Creo no pecar de exagerada si digo que hoy la mayoría de las personas nos despertamos con la alarma del celular y nuestro acto inmediato es chismosear las redes sociales.
Como en piloto automático, lo primero que hacemos es ver “qué ha pasado”. Antes, ese “qué ha pasado” se relacionaba con los acontecimientos del país y el mundo. Ahora se centra en la vida íntima de los amigos, la familia, los enemigos y los famosos.
Analizamos qué ropa se ponen, qué comen, a dónde viajan y hasta qué tan felices pareciera que son. Comparamos nuestras propias vidas con la de la vecina, la de la amiga del colegio, la de nuestros ídolos e incluso con la de personas a quienes despreciamos.
Desde que abrimos el ojo nos bombardean imágenes que destacan la mejor versión del universo. Vemos a la gente dichosa en el gimnasio, fiestas grandiosas con miles de amigos fantásticos que celebran hasta la movida de un catre, a parejas radiantes que se declaran amor desbordante todos los días, a hijos que solo tienen palabras de adulación para sus padres y a papás y mamás que se derriten ante la perfección de sus hijos.
Yo les pregunto: ¿alguno de ustedes ha subido una foto donde se le ve llorando por una tusa espantosa? ¿O cuándo su hijo adolescente llegó borracho de una fiesta? ¿O cuándo la soledad lo abruma? ¿O cuándo quiere matar a su pareja por la cantaleta tan bárbara que le está dando? ¡Lo dudo!
Por la manera como vivimos hoy, nos pasamos las 24 horas comparándonos con la aparente perfección de la vida ajena.
Y esto, a su vez, hace que el pensamiento inicial del día, para muchos, sea: “No soy lo suficientemente fit, lo suficientemente rico, lo suficientemente feliz, lo suficientemente buena mamá y ¡mi pareja sí que es un hueso!”
El contraste ilógico de la vida real versus la vida irreal de las redes ha logrado generarnos una sensación de escasez realmente preocupante.
Antes de entrar a la ducha ya estamos pensando que mientras los demás tienen la vida resuelta, somos los únicos con problemas, con inseguridades y con miedos.
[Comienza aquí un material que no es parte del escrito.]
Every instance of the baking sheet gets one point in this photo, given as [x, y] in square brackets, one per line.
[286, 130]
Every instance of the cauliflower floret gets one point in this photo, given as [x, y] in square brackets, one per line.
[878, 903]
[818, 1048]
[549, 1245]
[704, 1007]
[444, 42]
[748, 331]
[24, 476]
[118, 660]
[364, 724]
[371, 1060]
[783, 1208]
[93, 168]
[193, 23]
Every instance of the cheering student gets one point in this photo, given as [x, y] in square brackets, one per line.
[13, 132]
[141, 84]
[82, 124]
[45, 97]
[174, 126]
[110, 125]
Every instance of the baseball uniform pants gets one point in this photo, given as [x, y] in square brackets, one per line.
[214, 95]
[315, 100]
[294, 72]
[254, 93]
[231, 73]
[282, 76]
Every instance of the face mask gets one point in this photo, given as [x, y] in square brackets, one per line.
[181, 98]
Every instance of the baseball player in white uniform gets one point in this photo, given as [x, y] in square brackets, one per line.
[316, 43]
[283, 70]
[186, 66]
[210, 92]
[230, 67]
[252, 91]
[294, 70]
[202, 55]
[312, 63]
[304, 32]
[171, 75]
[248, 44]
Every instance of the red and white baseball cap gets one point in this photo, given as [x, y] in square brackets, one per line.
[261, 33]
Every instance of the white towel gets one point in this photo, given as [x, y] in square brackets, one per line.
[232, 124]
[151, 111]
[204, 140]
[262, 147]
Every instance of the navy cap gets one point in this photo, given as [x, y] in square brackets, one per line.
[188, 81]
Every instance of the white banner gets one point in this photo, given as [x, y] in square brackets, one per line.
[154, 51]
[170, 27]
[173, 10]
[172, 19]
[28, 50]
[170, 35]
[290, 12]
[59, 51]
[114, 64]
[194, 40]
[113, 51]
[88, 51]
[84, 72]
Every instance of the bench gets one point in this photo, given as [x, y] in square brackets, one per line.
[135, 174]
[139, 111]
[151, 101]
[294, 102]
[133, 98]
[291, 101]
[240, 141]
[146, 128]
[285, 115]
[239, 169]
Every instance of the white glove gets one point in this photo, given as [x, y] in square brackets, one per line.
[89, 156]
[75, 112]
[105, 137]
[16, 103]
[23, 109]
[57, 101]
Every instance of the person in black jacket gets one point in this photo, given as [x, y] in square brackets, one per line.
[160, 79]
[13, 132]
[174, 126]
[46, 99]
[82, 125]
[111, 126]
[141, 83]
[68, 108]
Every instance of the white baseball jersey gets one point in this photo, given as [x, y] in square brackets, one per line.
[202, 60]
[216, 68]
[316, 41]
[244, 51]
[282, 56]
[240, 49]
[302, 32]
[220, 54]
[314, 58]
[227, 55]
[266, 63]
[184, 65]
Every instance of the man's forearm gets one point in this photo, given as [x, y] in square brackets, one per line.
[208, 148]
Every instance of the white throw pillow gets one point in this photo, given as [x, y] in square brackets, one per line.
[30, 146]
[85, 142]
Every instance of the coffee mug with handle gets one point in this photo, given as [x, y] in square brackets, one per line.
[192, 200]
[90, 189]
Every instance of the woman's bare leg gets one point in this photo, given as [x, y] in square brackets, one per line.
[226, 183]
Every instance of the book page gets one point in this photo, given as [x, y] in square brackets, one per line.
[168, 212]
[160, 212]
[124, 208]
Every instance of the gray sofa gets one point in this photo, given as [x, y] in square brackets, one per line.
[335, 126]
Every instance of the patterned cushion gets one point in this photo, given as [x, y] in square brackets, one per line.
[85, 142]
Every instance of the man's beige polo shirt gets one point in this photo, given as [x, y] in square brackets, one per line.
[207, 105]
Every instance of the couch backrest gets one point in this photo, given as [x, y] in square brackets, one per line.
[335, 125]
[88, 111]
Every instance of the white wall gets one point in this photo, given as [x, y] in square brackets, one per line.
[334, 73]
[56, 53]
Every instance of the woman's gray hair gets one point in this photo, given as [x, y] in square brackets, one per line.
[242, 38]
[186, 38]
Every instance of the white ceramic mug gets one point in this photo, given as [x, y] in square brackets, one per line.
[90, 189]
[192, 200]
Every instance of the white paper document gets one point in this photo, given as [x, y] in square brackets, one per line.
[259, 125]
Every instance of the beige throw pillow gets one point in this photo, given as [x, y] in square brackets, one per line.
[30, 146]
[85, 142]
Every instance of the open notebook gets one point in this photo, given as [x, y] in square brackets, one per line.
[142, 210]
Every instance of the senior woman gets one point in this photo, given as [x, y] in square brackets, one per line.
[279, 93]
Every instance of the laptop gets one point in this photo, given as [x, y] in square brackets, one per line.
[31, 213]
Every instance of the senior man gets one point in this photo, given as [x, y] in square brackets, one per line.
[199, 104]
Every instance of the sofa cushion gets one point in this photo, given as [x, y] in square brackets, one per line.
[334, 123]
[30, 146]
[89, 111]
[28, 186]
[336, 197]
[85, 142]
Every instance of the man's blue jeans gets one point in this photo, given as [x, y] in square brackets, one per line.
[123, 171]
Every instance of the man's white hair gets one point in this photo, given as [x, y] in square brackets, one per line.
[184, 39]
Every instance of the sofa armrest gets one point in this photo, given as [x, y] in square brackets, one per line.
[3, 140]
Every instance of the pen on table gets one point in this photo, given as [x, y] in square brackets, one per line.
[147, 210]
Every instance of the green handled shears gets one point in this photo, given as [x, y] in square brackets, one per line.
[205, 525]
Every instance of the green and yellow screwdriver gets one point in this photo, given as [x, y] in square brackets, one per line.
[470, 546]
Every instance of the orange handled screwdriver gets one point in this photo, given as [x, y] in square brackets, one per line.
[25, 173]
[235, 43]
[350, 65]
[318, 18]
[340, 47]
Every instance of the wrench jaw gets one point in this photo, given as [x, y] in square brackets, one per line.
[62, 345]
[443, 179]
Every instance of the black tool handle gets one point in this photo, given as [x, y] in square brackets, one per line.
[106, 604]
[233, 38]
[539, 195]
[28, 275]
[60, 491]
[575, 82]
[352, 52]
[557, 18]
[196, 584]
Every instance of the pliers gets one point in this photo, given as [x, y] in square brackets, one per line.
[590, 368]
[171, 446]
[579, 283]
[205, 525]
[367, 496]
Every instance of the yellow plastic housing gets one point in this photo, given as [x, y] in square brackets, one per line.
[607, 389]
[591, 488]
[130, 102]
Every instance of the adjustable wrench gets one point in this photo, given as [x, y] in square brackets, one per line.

Los únicos que no viajan, que no tienen un millón de amigos… y a quienes además sus hijos odian.
El efecto de afrontar la vida con la sensación de “no ser suficientemente”, es nefasto. Nos obliga a tomar decisiones apresuradas y sin sentido, llevados por las ganas de alcanzar a los demás; pero lo más grave, nos insta a vivir insatisfechos con la vida que sí tenemos.
Así que antes de anhelar el mundo fantasioso que usted ve en las redes, abra los ojos y agradezca su realidad. Porque como dijo Eleanor Roosevelt, “nadie lo puede hacer sentir inferior sin su consentimiento”.